I did find myself liking the movie more as I got a better feel for the candidates as individuals, and of course I developed my favorites and the icky ones to root against. (Even though it’s all make-believe, almost all of them took very seriously their winning and losing, so what the hell.) I had a little trouble here and there keeping straight who was who, and who was running at which school (all four schools’ races run parallel), but mostly I could keep track.

They are quite a motley bunch (though a lot of this can be manipulated with the editing). There’s the kind of tongue-tied, earnest Filipino immigrant. The cheerleading squad rivals. The Marin County token Bush-supporting Republican. The guy who eventually got kicked out for his utterly innocuous wrongdoing (and who’s a foot or more taller than any other student, and many of the teachers, by the way). The poised, mostly fluff, comely blonde who opposes social programs because “how will poor people ever learn if we just give them everything?” and for whom various male students admit they’re voting because she’s “hot.”

There’s one that I liked, or really I liked the mom. Urban, African American mom, no sign of a dad in the picture, and she routinely asks questions of her children and stays on top of them to learn. “How many Supreme Court justices are there?” she’ll ask at random in the middle of the evening, “You don’t know? I need you to look that up for me on the Internet. What if some game show called and that was the million dollar question? And while you’re online, you should also find out who the only Black justice is, and whether they’re elected or appointed by someone, and how long their terms are.” I just thought she did it in a very cool way, as someone who’s really committed to education. And her kids didn’t seem to resent it or anything; they seemed used to conversing about this kind of thing at home with their mother.

One candidate is clearly the most impressive of all. I kept feeling like I should dislike him, but he just wouldn’t provide a suitable opening to do so.
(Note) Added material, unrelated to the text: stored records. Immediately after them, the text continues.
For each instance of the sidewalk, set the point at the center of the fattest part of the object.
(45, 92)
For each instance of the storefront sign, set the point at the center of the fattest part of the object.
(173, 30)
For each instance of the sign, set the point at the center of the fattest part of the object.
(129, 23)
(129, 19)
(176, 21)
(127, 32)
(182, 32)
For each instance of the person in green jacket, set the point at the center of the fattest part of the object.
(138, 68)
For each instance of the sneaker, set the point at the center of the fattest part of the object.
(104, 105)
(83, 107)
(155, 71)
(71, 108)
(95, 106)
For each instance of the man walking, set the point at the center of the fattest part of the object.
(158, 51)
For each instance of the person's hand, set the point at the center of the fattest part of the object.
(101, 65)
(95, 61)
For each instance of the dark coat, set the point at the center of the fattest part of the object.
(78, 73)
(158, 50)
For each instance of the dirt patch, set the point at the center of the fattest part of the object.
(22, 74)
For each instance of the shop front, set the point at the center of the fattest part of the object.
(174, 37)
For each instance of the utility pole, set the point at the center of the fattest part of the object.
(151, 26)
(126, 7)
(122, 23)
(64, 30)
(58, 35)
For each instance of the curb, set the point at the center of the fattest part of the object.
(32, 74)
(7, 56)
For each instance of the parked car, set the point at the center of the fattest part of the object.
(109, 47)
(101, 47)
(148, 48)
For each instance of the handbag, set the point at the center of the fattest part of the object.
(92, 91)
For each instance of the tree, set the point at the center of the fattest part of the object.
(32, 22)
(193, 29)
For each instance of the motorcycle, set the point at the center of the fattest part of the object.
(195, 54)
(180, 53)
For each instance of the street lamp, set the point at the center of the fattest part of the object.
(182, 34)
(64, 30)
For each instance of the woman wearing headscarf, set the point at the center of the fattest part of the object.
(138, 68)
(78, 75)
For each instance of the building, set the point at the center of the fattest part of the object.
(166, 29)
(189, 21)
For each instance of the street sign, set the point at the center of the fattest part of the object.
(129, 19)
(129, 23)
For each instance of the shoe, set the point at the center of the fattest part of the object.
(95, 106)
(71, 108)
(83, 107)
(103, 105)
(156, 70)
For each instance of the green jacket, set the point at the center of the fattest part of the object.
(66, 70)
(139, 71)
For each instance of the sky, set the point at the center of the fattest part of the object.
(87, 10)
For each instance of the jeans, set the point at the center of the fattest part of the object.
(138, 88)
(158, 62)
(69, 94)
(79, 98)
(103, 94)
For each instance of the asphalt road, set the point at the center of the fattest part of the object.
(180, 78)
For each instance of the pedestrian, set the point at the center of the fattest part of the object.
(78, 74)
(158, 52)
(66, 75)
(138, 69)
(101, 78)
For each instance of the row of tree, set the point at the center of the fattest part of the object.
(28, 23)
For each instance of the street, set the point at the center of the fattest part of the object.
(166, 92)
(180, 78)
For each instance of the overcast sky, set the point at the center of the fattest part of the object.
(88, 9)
He speaks very confidently and is able to articulate and defend his opinions quite well, so it doesn’t come across like the others, who when they do try to speak seriously are mostly just parroting platitudes from their parents or Fox “News” or whatever, basically playacting that they have opinions. At times I had the impression he was taking himself and this race way too seriously, but then he’d step back and show an ability to put it in perspective. I finally just had to concede he’s many years ahead of most of his peers in terms of intellect, knowledge, and maturity, rather than just some obnoxious guy trying to come across as a know-it-all.

There is just as clearly a least impressive candidate. That’s the girl who almost gets kicked off the ballot for the speech that isn’t shown. She just giggles and looks shy, and never articulates any reason she’s even in the race. (I’m guessing parental pressure, but who knows?) At the speech “rehearsal,” she shows up without a speech, claims she has one but just didn’t get around to putting it in writing, goes up to the podium and tries to bluff by ad libbing one on the spot, and can’t come up with anything. I don’t recall she puts much if any effort into the sorts of politicking most of the others do—designing and putting up posters, recruiting students to wear your T-shirts, etc. She seems indifferent to the whole thing. The teacher advisor to the process even—very tactfully—expresses concern that she doesn’t know why she’s even running.

Of course the genius guy loses his race, and the zero girl wins hers. Which is another interesting thing about these elections: In a lot of ways they’re as bad as adult elections in picking the best candidates. As one student comically comments early in the film, the outcome is determined “Half by how popular you are, and the other twenty-five percent by how funny you are in your speech.” I don’t know what percentage of students vote (it’s hard to imagine it’s many, unless it’s a Soviet-style mandatory election, which would be par for the course), but probably almost none of them know or care where the candidates stand on the “issues” (if there are any, which I’m still doubtful of).

Anyway, The Third Monday in October isn’t anything great, but to me it was quite interesting. I recommend it.